Monday, Jan. 30, 1933
Nat & Googie
George: Get down! Gracie, you shouldn't let your dog jump on me like that!
Grade: That's all right, George. I have to give him a bath anyway. . .
George: I love dogs as much as anybody. But a movie theatre's no place for a dog.
Gracie: George, you're awfully silly. How could a moving picture possibly hurt him? . . .
George: Is your brother a lodge man?
Gracie: No, he's not a lodge man. He's about medium build. . . .
George: Gracie, did you ever wish you had brains?
Grade (coquettishly) : Oh, George, I'll bet you tell those things to all the girls.
Burns & Allen, scatterbrained comedians in General Cigar Co.'s weekly radio program, have been gushing such lines as these for nearly a year. In Variety's national survey of program popularity they have climbed into fifth place. In the minds of more casual radio listeners Burns & Allen have shot into first place as the most annoying broadcast on the air--the climax of sub-moronic radiodrivel.
To each other and to their friends George Burns and Gracie Allen are "Nat" and "Googie." George was born Nat Birnbaum, one of twelve children of a Manhattan East Side clothing manufacturer. At 11 he was on the stage, giving imitations of stage stars he had never seen. Gracie danced jigs, played brogue parts up & down the Pacific Coast in an Irish troupe. Ten years ago George Burns and Gracie Allen teamed up in vaudeville in Boonton, N. J. at $10 a performance. At first it was Gracie who played the exasperated "straight" to George's fatuous lines. Audiences awarded George's gags a crash of silence, roared at Grade's twittery voice, her air of blissful inanity. They promptly changed places. Three years later in Cleveland George Burns and Gracie Allen were married by a peace justice who was in a hurry to go fishing. Their taxi ticked up only 15-c- waiting time.

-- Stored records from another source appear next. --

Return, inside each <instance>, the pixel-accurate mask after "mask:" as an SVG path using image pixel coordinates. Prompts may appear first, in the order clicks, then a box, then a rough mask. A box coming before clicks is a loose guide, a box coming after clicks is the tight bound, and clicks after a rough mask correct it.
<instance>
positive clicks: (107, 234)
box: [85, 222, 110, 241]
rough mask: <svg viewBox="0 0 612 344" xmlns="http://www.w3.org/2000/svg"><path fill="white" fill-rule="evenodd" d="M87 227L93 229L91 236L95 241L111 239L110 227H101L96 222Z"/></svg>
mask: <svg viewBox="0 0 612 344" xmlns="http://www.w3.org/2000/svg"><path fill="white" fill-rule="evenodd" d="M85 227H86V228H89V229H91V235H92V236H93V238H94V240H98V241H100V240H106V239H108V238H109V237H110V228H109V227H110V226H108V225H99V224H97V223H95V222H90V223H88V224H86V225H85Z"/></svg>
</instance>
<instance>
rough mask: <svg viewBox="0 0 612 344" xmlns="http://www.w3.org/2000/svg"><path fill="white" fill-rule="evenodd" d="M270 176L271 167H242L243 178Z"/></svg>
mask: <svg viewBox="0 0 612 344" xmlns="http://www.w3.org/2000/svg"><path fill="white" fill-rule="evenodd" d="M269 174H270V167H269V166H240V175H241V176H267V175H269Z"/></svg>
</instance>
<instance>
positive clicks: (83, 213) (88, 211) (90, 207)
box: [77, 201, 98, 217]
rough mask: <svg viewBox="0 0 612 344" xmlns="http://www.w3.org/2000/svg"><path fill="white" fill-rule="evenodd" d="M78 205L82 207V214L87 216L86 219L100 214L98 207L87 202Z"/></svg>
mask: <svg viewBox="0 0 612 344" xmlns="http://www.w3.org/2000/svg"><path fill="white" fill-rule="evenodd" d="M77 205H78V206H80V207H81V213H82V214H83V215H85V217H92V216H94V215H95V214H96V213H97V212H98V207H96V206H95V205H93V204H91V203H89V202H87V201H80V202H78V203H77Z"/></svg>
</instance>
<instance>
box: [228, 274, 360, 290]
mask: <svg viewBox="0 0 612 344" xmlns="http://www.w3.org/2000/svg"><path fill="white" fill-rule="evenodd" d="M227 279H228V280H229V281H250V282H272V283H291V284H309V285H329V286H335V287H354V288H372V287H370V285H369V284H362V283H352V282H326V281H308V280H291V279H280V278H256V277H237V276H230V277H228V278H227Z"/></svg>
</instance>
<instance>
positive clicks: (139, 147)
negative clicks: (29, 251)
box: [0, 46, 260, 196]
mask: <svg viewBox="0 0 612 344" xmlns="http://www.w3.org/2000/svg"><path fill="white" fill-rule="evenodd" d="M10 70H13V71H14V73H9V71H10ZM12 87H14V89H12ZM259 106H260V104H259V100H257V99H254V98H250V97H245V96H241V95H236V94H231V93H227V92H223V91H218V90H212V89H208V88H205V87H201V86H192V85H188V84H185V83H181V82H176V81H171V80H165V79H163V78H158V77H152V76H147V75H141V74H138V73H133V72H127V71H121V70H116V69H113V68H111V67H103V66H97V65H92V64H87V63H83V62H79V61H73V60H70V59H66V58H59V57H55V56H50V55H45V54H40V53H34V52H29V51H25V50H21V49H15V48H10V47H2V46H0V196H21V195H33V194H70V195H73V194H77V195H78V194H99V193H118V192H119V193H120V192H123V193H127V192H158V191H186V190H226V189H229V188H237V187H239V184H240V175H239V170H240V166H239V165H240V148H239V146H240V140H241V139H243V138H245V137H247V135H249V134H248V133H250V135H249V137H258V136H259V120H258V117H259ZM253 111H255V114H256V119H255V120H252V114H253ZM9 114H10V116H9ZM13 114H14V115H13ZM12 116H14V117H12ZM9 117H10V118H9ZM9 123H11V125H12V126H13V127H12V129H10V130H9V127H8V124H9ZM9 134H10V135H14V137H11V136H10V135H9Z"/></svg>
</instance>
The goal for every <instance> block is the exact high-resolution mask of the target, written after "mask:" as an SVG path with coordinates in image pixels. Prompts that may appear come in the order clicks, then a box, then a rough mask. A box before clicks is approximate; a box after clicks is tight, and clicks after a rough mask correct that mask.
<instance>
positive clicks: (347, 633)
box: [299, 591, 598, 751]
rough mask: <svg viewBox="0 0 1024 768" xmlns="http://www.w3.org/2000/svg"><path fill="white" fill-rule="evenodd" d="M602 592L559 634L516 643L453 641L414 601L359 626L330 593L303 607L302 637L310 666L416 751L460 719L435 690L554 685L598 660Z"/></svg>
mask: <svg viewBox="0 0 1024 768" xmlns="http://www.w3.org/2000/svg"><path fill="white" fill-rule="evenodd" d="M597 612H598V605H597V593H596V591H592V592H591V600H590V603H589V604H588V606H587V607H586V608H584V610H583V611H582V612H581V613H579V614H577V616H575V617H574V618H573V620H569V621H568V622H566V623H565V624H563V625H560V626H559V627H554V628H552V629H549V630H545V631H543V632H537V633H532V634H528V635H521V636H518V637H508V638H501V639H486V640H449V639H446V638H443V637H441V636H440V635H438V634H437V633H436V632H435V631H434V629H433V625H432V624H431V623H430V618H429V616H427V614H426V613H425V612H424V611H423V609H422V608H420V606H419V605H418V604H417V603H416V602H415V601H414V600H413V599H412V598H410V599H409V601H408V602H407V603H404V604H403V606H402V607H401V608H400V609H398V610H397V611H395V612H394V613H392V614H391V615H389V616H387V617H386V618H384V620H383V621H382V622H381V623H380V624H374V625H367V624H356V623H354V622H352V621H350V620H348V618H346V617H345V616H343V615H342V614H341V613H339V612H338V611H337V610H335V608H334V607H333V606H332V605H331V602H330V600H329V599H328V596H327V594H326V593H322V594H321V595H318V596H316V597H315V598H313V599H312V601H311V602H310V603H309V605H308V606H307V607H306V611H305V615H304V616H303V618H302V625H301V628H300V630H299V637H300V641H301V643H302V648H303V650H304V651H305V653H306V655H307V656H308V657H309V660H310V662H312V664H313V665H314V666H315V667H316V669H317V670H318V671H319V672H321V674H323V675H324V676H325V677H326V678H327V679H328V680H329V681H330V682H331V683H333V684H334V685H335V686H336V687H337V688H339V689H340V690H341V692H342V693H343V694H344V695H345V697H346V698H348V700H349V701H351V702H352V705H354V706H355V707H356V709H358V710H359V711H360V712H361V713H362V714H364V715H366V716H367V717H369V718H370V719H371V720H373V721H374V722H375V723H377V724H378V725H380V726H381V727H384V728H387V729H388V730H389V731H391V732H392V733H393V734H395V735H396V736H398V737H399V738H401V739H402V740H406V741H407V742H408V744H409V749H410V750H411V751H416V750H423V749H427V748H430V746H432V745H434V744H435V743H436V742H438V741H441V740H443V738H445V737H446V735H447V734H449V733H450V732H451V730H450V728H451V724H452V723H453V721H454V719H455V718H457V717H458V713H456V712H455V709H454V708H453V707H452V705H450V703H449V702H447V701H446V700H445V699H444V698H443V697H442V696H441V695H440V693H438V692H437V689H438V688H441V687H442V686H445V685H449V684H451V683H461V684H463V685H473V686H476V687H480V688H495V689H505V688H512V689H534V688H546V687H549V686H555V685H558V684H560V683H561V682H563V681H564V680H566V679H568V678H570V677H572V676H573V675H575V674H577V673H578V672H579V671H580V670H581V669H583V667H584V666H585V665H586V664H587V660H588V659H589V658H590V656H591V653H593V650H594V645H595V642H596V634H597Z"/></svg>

Last week Nat Burns, Googie Allen, General Cigar and their admen, J. Walter Thompson Co., fairly dithered with excitement over a lush harvest of free publicity. It all derived from a neat stunt concerning Gracie Allen's "lodge," incredible and wholly mythical brother in which Columbia Broadcasting System happily cooperated. On every Wednesday night program for nearly a year Gracie has been piping stories of this brother who invented a way of manufacturing pennies for 3-c-, who printed a newspaper on Cellophane so that when dining in restaurants he could watch his hat & coat, who hurt his leg falling off an ironing board while pressing his pants. Early this month Gracie simpered the news that her brother had disappeared. The stunt was to find him. Columbia Broadcasting's part lay in letting Burns & Allen wander in & out of other station programs. Amid prearranged confusion they burst in with a flood of stupid questions as to the whereabouts of the daft brother. Audiences loved it. Newspaper colyumists gave it columns of space. And last week Animal Hunter Frank Buck (Bring 'Em Back Alive) joined the nonsensical brother-hunt.*
Whatever critical listeners may think of Nat Burns's gags they do sell Robert Burns cigars. In a study of radio advertising's effectiveness in 1931 Professor Robert F. Elder of M. I. T. reported that Robert Burns had 25% more smokers in radio homes than in non-radio homes. This year he reported that the advantage had increased to 260%. Radiomen think that Guy Lombardo and his orchestra, also on the General Cigar program, deserve praise for this increase as well as Burns & Allen.
A shrewd guess on Burns & Allen's radio salary: $2.000 per week. Combined with cinema and vaudeville profits they make some $5,000 per week, live in a swank apartment on Manhattan's Central Park South. Gracie Allen, a normal adult, chafes under a growing reputation for living her comedy character.
Meanwhile in San Francisco last week life was made miserable for Gracie Allen's real brother George who was neither missing, daft nor disreputable but simply a sober, honest clerk for Standard Oil Co.
*The unseen and unseeing audience of National Broadcasting Co. was not let in on the fun at first. Loth to help puff a competitor's stunt, NBC banned all mention of the brother-hunt when Burns & Allen were invited as guests of Chase & Sanborn's Eddie Cantor. Fleischmann's Yeast's Rudy Vallee. Crooner Vallee was actually switched off the air when he inadvertently referred to it. But since Eddie Cantor threatened to work in a reference in such a way that NBC would have to switch station announcements, NBC's protests have gone pretty much unheeded.